Morsi defends his presidency

Morsi’s numerous and adamant supporters point out that he is the legitimate president and say that opponents seeking to depose him are circumventing the democratic process.

The unrest prompted U.S. President Barack Obama to call Morsi on Monday and urge a less rigid stance. “He stressed that democracy is about more than elections,” a White House statement said.

A White House official told CNN that Obama was briefed on the situation in Egypt on Wednesday by his national security staff.

The Obama administration appeared to be giving mixed signals on where it stands. On Tuesday, Obama called on Morsi to hold early elections, a senior administration official said.

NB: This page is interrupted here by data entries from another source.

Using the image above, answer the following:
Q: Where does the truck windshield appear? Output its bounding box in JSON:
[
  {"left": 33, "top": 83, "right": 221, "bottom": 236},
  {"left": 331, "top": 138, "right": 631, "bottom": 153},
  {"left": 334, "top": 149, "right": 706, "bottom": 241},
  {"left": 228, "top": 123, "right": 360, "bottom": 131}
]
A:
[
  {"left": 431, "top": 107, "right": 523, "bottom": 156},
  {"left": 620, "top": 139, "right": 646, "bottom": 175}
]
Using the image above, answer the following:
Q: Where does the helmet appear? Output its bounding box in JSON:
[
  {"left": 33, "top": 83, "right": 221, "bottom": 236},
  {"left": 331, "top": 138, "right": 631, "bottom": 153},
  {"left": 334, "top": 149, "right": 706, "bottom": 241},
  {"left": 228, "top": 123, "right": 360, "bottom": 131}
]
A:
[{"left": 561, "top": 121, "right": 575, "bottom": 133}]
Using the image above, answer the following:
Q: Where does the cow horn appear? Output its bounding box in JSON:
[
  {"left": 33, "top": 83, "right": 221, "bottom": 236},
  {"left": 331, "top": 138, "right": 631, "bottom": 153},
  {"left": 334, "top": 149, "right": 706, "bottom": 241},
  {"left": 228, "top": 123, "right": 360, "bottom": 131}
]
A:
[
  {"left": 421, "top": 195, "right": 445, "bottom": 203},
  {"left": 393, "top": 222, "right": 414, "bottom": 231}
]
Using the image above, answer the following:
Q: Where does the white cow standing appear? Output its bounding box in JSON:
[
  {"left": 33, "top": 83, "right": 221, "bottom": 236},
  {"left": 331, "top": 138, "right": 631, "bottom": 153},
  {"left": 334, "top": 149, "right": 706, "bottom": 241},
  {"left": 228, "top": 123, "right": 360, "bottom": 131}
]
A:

“We are saying to him, ‘Figure out a way to go for new elections,'” the official said. “That may be the only way that this confrontation can be resolved.”

A State Department spokeswoman, however, denied that Obama urged early elections.

Though Muslim Brotherhood leaders have called members to refrain from bloodshed, others have told them to be prepared to die.

And one Islamist group said it would take up arms if Morsi is deposed.

The Egyptian leader’s failings

Morsi, a U.S.-educated religious conservative, was elected president in June 2012. But his approval ratings have plummeted.

His government has failed to keep order as the economy has tanked and crime has soared, including open sexual assaults on women in Egypt’s streets. Chaos has driven away many tourists and investors.

That has disaffected many among Egypt’s poor and middle classes, said Fawaz Gerges, director of the Middle East Center at the London School of Economics.

“The millions of Egyptians who cheered for Morsi are saying he must go,” Gerges said.

He called Morsi “incompetent” but said he doubted the military would depose him, adding that that would drive Egypt into an even deeper crisis.